Artblog Celebrating 20 Years!   Support Us Today!

Artblog’s origins in 2003 – Christian Marclay at the Philly Museum of Art and Albert Chong at the African American Museum


[Dear Readers, in our tenth anniversary year we will be re-visiting some of our early posts, bringing you interesting information from Artblog’s vast archive of published reviews, news and features.  Below are two posts from May, 2003.]

Africa-China-Jamaica-America links at the African American Museum
Published May 18, 2003 by Libby

Many of Albert Chong’s emotionally rich photographs are conversations with his ancestors, some literal, some not. But his personal history is an archetypical story of migration and immigration, intermarriage and cultural roots. A native of Jamaica, his photos of old black-and-white or sepia-toned portraits arranged with hot-colored flowers plus assorted memorabilia are framed with copper mats stamped with stories and poems. Among my favorites was a photo called “Jesus, Mary, and the Perfect White Man,” in which the 3-D Jesus and the 3-D Perfect White Man (the latter a blond-haired, square-jawed head, probably from a store mannequin) can’t compete with the old photos showing the beauty of dark-skinned Mary and the two little dark girls.

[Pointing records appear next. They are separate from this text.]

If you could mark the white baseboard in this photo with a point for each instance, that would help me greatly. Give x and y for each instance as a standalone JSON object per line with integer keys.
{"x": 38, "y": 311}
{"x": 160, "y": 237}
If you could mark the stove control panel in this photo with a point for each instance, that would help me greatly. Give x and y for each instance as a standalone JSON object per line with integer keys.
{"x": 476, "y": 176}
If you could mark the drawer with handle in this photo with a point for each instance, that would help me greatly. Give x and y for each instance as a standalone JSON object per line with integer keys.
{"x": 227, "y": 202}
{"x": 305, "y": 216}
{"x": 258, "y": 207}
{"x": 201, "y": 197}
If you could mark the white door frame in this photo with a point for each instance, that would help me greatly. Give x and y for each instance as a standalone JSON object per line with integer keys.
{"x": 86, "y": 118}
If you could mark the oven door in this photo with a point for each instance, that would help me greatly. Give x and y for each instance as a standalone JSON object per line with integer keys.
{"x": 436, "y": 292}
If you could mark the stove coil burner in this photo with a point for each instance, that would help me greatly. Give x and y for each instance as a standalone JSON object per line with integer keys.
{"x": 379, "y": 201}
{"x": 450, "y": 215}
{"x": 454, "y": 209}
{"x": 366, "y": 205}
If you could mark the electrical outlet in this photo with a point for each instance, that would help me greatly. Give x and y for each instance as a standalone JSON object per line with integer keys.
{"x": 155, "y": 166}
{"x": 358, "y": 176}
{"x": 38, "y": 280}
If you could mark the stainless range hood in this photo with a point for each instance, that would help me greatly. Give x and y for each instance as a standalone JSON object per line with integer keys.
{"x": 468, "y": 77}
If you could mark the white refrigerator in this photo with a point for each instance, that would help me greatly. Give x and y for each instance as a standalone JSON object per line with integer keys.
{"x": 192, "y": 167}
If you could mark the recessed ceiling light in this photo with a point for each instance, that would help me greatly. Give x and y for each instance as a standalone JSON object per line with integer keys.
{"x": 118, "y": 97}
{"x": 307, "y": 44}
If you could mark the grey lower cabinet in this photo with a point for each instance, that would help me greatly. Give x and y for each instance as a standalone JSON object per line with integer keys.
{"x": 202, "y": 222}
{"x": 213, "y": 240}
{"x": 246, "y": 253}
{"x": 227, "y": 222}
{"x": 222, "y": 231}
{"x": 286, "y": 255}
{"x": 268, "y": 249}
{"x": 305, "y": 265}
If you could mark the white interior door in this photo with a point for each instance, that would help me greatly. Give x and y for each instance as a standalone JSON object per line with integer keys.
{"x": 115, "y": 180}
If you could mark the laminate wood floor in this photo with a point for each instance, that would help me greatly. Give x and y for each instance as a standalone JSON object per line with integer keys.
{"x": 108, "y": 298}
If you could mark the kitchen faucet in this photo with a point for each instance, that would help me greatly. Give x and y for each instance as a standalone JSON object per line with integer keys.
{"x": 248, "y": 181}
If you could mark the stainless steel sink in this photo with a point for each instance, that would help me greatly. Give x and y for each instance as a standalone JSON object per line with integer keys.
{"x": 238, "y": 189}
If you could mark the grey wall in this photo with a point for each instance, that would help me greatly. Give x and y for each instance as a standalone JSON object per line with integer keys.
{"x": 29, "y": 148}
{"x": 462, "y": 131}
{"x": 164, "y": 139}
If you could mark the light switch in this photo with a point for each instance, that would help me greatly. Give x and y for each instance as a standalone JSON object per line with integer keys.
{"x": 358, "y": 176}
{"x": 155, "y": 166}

By Albert Chong, Self Portrait with marcus Garvey Prison Docket

Chong, who now teaches in Colorado and won a 1998 Guggenheim fellowship in photography and a 1998 Pollock/Krasner grant, as well as regional and national NEA grants, appropriates Jamaican history as his own history, as in “Self-Portrait With Marcus Garvey Prison Docket.” The show is at the African American Museum in Philadelphia until Aug. 13.

Chong’s work, especially the pieces about African-derived rituals, spoke directly to the show two floors up. If you haven’t seen “4 Artists of Distinction,” which has been up since Sept. 24 and was due to come down April 20, lucky for you that it’s still showing–until Aug. 15. You owe it to yourself to get over to AAMP in a hurry.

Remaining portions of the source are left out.